A few years ago I enjoyed very much Jostein Gaarder‘s philosophical bestseller Sophie’s World, so I turned to his novel Maya recently with a feeling of great expectation. In the end I was disappointed. Although Gaarder‘s ideas about time, evolution and the meaning of the universe are always fascinating, the plot was so fantastically convoluted and self-referential that the ending was bound to be a letdown. Also many of the characters were little more than mouthpieces for the author’s own philosophising. However, there were many striking passages in the book, and here is one.

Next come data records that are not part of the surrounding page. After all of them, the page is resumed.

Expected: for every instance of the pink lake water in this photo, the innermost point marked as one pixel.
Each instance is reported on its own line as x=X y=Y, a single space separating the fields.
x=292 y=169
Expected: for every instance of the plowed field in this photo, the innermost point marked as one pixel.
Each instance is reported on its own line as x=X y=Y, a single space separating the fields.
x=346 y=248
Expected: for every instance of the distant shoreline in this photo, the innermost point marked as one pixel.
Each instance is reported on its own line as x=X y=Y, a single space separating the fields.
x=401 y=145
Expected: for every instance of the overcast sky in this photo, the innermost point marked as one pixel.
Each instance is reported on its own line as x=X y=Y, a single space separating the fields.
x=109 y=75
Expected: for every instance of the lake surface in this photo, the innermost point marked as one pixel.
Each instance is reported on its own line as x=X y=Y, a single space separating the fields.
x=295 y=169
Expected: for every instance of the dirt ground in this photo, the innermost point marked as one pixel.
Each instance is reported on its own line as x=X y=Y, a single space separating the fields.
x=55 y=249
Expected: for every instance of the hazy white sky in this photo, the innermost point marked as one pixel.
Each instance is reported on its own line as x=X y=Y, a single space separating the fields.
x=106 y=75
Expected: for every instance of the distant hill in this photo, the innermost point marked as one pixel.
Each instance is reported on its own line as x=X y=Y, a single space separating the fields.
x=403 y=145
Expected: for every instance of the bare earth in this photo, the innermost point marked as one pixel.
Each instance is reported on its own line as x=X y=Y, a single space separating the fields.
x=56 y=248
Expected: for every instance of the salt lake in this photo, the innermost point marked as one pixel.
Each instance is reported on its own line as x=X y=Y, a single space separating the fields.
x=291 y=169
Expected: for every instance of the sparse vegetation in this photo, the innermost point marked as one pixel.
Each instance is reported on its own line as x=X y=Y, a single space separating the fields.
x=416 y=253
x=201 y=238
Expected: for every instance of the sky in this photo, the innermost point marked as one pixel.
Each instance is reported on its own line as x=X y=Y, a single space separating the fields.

The English novelist, John Spooke, is talking to some assembled hotel guests at dinner about how we often introduce ourselves to others — that is with vanity, boastfulness and defensiveness:

“‘Good!’ the Englishman repeated. ‘A virtual requisite for such introductions is the desire to show oneself off to the best possible advantage, whether in matters of sex, status, financial affairs, social connections or special achievements and skills. The art is not merely to reveal one’s most advantageous facets, but to do it in the most casual, disguised or unintentional way possible. For man is not merely a social animal. He is above all a vain creature, vainer, I assume, than any other vertebrate. Look how wonderful and clever I am, we say. I hope you realise I’m not just one of the crowd. I’ve got two grown-up sons, you know, both at college, and a teenage daughter who wants to be an actress or an artist. Oh, really, well our daughter recently married the mayor of Liverpool’s son, he was absolutely crazy about her. You can also see that I’m pretty well off. Oh, yes, our name’s the same as the steel company, that was my great-grandfather, you know. Well, I’ve dipped into Derrida, naturally, and for the past few days I’ve had a book by Baudrillard on my bedside table. And then there’s art; actually, we have a small Monet in the bedroom, and a Miró in the sitting room, and, as a a matter of fact, we’ve just hung a baroque mirror over the fireplace…'”

I wonder if some of us felt a slight, uncomfortable feeling of recognition on reading this?

On the Camino, thank God,  one’s social standing and material possessions are of little interest to one’s fellow walkers and pilgrims. Everyone has better and more interesting things to talk about.